Problems to be Solved: I see three significant problems that need some work. First, as I already mentioned, the Mod Podge has a tendency to absorb the color and smear it around, which really detracts from the beauty of the spheres. Until I find a better solution, I just try to keep the outer printed surface dry and free from paste. A second problem is that the templates don't always fit the globes. I wonder if there was a manufacturing defect in my 3″ styrofoam spheres, because all the other templates fit their respective spheres just fine. One of my goals is to write a web app that lets you nudge the size of the template up or down to better match arbitrary manufactured spheres, but for now, if you find that the 3″ template doesn't fit your 3″ sphere, you'll just have to try a 2″ or 4″ sphere instead. The third ‘problem’ is relatively minor and to be expected. Even with this ‘petallized’ or ‘gored’ design, there is still sometimes a little bit of wrinkling in the paper at the edges of the gores. If you are careful, however, you can generally keep this to a minimum. It would be less of a problem with a larger number of gores, but then it would also be harder to cut out and to paste to the sphere without tearing the petals or getting them stuck in the glue before you can align them all.

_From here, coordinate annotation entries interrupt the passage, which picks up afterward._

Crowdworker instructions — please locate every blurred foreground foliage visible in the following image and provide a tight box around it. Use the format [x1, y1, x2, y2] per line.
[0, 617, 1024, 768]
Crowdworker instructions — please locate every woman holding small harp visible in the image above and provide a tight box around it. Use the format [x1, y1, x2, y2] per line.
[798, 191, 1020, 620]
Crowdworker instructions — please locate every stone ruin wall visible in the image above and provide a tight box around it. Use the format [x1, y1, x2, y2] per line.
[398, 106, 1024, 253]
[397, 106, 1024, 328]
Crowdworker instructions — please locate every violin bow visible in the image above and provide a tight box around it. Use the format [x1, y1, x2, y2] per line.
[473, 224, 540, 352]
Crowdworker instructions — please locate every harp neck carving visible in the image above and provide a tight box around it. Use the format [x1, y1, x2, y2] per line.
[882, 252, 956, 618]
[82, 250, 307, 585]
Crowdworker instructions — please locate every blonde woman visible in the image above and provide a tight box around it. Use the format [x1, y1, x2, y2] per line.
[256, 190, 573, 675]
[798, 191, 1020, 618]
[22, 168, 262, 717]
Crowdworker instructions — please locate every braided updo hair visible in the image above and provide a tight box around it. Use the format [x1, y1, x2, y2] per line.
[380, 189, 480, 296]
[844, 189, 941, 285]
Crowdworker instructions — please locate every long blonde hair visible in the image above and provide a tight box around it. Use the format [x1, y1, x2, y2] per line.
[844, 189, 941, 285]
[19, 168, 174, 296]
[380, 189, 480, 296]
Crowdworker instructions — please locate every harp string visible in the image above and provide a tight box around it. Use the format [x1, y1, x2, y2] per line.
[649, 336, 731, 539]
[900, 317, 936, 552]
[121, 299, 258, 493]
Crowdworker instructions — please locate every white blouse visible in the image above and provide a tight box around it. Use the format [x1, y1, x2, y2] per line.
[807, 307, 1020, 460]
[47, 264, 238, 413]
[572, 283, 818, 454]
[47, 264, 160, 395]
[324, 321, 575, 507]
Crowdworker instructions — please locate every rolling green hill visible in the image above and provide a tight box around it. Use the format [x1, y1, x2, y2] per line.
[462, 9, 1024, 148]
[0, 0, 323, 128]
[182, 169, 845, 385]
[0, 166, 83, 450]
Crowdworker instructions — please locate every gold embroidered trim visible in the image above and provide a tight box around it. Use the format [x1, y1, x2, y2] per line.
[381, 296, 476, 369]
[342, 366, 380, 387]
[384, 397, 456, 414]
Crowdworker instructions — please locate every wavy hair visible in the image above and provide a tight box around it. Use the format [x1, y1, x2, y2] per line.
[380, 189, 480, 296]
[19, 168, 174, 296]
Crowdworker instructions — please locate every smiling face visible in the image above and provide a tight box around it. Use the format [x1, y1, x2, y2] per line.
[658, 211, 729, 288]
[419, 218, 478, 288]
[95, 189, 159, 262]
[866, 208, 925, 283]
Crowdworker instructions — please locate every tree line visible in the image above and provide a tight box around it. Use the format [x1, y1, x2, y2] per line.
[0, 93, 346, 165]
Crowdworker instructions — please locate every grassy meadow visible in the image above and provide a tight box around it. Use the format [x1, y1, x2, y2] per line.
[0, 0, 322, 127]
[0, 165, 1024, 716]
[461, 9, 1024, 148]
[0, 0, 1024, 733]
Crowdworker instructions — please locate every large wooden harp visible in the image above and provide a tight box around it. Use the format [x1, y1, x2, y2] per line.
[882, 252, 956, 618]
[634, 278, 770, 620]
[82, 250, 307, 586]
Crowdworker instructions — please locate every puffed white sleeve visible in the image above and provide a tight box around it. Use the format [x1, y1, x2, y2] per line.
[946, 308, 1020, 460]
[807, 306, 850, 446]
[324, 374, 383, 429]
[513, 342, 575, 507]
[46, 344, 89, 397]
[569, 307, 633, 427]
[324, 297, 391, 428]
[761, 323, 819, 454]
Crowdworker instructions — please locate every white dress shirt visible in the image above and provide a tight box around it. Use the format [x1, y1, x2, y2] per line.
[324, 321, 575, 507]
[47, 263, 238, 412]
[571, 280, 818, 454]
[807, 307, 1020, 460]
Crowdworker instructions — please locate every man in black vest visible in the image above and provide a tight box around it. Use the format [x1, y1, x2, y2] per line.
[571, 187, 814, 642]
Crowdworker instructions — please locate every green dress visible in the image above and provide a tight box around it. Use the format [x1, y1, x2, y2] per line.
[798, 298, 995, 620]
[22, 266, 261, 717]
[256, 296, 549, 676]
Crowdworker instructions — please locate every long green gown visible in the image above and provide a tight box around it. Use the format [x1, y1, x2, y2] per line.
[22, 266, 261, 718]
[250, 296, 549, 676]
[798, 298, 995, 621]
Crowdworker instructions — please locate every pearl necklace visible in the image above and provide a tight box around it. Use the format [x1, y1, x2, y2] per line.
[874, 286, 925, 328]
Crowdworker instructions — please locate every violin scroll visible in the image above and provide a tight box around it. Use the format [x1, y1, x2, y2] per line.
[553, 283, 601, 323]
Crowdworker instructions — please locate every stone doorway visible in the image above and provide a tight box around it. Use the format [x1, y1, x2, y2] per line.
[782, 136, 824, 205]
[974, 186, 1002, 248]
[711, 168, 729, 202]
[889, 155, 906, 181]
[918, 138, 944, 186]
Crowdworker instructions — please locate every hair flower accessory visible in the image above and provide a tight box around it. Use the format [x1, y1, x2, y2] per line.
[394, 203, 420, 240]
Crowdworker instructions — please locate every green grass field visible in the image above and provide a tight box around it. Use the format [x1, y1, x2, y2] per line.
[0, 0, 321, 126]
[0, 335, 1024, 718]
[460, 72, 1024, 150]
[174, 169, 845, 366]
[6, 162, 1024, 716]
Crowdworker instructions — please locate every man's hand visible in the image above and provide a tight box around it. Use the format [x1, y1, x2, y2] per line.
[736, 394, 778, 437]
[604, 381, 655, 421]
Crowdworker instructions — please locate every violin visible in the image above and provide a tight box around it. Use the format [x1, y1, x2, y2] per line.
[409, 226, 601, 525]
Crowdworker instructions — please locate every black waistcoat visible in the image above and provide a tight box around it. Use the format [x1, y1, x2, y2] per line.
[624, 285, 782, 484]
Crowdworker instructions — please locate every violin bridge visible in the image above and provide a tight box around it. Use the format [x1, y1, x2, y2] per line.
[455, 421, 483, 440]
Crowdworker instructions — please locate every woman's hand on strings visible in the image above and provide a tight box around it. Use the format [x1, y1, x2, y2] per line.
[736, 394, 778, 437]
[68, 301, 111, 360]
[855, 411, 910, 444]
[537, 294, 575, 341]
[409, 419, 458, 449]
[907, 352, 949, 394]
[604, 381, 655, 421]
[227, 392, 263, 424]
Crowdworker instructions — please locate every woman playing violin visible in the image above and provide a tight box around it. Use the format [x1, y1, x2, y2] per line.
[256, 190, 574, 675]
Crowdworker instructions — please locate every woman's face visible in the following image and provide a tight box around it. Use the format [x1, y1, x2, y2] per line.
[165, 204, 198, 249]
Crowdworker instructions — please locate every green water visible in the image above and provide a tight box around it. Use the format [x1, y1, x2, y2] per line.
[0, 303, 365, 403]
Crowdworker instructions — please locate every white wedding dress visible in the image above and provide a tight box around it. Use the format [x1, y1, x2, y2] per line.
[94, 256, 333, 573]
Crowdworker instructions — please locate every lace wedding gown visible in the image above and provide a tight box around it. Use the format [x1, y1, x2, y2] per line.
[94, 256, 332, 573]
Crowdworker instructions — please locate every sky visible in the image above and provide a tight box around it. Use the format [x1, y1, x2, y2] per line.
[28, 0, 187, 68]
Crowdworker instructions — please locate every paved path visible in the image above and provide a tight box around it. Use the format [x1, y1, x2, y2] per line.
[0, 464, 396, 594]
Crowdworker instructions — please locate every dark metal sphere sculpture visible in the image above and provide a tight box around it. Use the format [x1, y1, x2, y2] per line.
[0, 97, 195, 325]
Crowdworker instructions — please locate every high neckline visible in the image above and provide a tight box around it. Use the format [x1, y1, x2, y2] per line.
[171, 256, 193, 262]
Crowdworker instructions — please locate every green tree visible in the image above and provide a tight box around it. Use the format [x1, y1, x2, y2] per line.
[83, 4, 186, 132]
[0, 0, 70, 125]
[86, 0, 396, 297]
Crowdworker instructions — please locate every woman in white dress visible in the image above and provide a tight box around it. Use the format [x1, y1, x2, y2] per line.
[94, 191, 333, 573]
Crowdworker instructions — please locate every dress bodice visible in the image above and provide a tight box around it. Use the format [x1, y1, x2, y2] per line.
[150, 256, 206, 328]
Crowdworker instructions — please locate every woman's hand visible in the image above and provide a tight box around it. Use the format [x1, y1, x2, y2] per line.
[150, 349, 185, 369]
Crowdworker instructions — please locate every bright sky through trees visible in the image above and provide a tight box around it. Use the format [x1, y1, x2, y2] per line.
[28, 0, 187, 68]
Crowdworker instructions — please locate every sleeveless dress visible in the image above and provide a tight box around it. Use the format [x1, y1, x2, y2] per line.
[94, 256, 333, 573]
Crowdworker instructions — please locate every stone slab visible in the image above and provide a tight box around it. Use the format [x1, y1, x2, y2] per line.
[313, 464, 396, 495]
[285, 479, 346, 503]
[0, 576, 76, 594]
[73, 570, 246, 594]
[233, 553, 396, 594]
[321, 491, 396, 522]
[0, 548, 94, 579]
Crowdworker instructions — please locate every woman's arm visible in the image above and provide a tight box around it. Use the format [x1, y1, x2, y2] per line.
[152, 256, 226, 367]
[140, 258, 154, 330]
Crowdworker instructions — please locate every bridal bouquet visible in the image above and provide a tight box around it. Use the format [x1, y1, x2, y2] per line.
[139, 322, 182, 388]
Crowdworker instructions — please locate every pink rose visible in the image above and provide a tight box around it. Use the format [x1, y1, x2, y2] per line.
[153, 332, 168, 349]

Sticker Paper: As an alternative to decoupage, you can simply print the templates onto full-page sticker paper, such as this, then cut out the star-shaped stickers and place them on the base sphere. This is simple and easy, though not quite as permanent or durable as pasting.
Regrettably, this example also illustrates the occasional mis-match that happens between the templates and the craft spheres. I measured my 3″ sphere, and discovered it was a tiny bit larger than 3″ … and it was composed of two hemispheres which were slightly mis-aligned, for some reason. Perhaps you can find higher quality craft spheres. As I mentioned, making a web app that lets you choose an arbitrary size is on my to-do list.
The Earth and the Moon to Scale
Whenever I taught astronomy, I always enjoyed the unit on the “Three Spheres”. We would follow in the footsteps of the ancient Greeks, we would pay close attention to eclipses and to the phases of the moon, and with some careful thinking and a little clever geometry, we would work out from the visible clues in the sky how large and how far the sun and moon are from us, and how large our own sphere is. This thinking exercise would culminate in trying to make a model to visualize what we’ve figured out. If we were to make a toy globe, and a toy moon, and we wanted to make them the right size compared to each other, how large should we make each of them? If we wanted to put them the right distance apart, so that the moon is the right distance from the earth, how far apart should we put our two toy globes?
!!! Spoiler Alert !!!
As it turns out, the moon is pretty nearly one-fourth the size of the earth (in diameter), so if we want to make scale models from craft spheres, we can pick a 6″ diameter sphere for the earth, and a 1½″ diameter sphere for the moon. I prepared templates for the earth and moon at these sizes if you want to do this. The earth is too large to fit a whole hemisphere on a single piece of letter-sized paper, so I had to split the earth into four pieces. (If you compare the equatorial diameters of the earth and moon, the exact ratio is actually a little bit more than a fourth. For a six-inch earth, the moon should ideally be 1.64 inches across, but for our purposes, 1½″ is close enough.)
Now how far apart should we put them? The distance between the earth and moon varies a bit — not so much that a casual observer could notice the moon looking larger or smaller, but enough that the news media will occasionally get excited about a ‘supermoon’. In our model, with a 6″ Earth and a 1½″ Moon, the distance between them should be between 14 and 16 feet. If you wish to model the average distance, make them 15 feet apart. If you want to model a supermoon, put the moon 14 feet away, and for the moon at its farthest, put it 16 feet away.
In the templates given here, I threw in Mars for fun, since I have an image for it. Mars is slightly larger than half of Earth’s diameter, so we can make a 3″ globe for Mars if we wish to add it to our model. (If we were being super-precise, it should be 3.19 inches in diameter to match a 6″ Earth.)
What about the sun? If we want to make a globe for the sun, how big would we need to make it, and how far away should we put it? To match the 6″ Earth and the 1½″ Moon, our sun-globe would have to be 55 feet across, perhaps the size of your school’s auditorium, and we would need to place it over a mile from our Earth globe — 5870 feet. (And our Mars model, if we want to include it, would have to be almost two miles — 8900 feet — from the sun.) Incidentally, do you notice any other interesting comparisons? If you have any active-minded students, perhaps you can coax them into noticing an interesting implication of all of this... The sun itself is actually larger than the entire orbit of the moon. If you compare diameter to diameter, the sun is over half again as large as the orbit of the moon.